Dans ces débats les ministres cachèrent leur but secret avec le plus grand soin, et montrèrent jusqu'à la fin une adresse inconcevable, qui en imposa à beaucoup de gens. Lord John Russell déclara que la couronne userait de sa prérogative pour autoriser lord Durham à faire élire dix personnes dans le Bas-Canada, vu qu'il était presqu'impossible de réunir l'ancienne chambre, et un pareil nombre dans le Haut, s'il le jugeait à propos, pour lui servir de conseil sur les affaires de la colonie, afin que la nouvelle constitution qu'on pourrait adopter ne parût pas provenir uniquement de l'autorité des ministres et du gouverneur, mais de personnes versées dans les affaires de la colonie et qui y eussent des intérêts. Lord Howick fit un long discours surtout en réponse à sir Robert Peel, dans lequel il affecta fort d'insister sur la nécessité de rendre justice aux Canadiens.
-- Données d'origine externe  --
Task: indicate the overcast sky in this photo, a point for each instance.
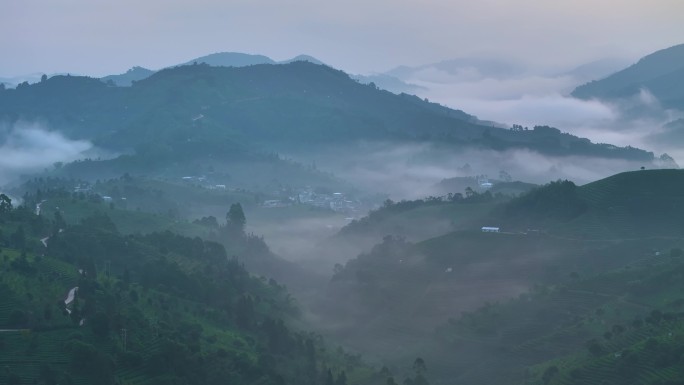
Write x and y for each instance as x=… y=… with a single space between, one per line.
x=98 y=37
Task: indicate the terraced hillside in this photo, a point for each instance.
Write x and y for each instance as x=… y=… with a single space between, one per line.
x=637 y=204
x=96 y=306
x=584 y=267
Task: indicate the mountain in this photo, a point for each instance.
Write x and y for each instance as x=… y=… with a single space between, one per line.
x=307 y=58
x=294 y=105
x=660 y=73
x=126 y=79
x=389 y=83
x=597 y=69
x=468 y=67
x=231 y=59
x=220 y=59
x=84 y=303
x=567 y=265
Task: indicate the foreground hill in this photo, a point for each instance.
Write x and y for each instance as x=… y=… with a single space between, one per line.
x=87 y=304
x=637 y=204
x=600 y=255
x=661 y=73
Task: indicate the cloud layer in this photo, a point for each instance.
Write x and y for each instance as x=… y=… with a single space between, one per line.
x=31 y=147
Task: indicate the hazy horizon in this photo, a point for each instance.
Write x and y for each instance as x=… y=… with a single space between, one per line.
x=81 y=37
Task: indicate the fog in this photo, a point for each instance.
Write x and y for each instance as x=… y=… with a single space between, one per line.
x=537 y=97
x=31 y=147
x=411 y=171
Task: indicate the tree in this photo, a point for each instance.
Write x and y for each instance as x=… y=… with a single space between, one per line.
x=5 y=204
x=18 y=238
x=235 y=218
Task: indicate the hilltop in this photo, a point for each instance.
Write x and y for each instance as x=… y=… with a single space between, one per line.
x=291 y=106
x=568 y=263
x=660 y=73
x=84 y=303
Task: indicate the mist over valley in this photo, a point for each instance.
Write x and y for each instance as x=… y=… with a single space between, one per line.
x=234 y=218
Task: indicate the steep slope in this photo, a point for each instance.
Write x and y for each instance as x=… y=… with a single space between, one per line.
x=637 y=204
x=661 y=73
x=90 y=305
x=550 y=238
x=292 y=106
x=126 y=79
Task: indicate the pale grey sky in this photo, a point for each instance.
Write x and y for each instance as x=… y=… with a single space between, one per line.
x=98 y=37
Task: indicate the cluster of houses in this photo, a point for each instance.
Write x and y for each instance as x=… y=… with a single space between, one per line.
x=337 y=202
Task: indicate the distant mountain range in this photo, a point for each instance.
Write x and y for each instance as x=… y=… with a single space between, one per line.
x=219 y=59
x=660 y=73
x=297 y=104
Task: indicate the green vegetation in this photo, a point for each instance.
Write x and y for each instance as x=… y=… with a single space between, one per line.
x=661 y=73
x=235 y=114
x=561 y=306
x=148 y=309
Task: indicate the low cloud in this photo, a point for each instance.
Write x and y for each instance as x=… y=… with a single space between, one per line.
x=30 y=147
x=411 y=171
x=531 y=99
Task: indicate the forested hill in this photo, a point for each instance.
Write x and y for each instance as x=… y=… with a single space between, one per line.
x=661 y=73
x=85 y=304
x=290 y=105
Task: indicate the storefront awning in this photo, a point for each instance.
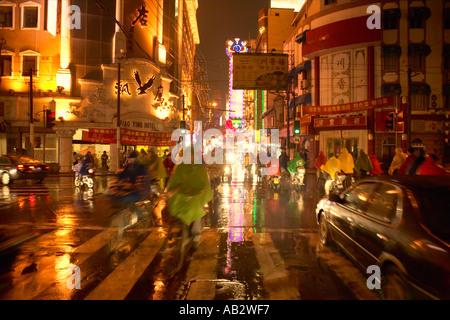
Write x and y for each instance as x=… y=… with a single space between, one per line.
x=391 y=50
x=301 y=37
x=420 y=88
x=128 y=137
x=303 y=99
x=306 y=65
x=446 y=90
x=419 y=48
x=419 y=12
x=389 y=89
x=392 y=13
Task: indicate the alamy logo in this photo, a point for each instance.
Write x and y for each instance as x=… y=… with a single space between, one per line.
x=74 y=281
x=74 y=18
x=374 y=280
x=374 y=21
Ainsi il disait: «Si je pensais que la grande masse de ce peuple fût entièrement sans amour pour ce pays, je dirais que la seule question que nous aurions à considérer, serait de voir comment une séparation finale pourrait s'effectuer sans sacrifier les intérêts des Anglais. Mais je ne pense pas que la masse des Canadiens soit hostile à l'Angleterre, par ce que leur alliance avec elle leur est plus nécessaire à eux qu'à nous; que si c'est pour leurs lois et leurs usages particuliers qu'ils combattent, entourés qu'ils sont par une population de race différente, si la protection de l'Angleterre leur était retirée, ils auraient à subir un changement beaucoup plus violent, beaucoup plus subit, beaucoup plus général que celui qui aura lieu probablement.»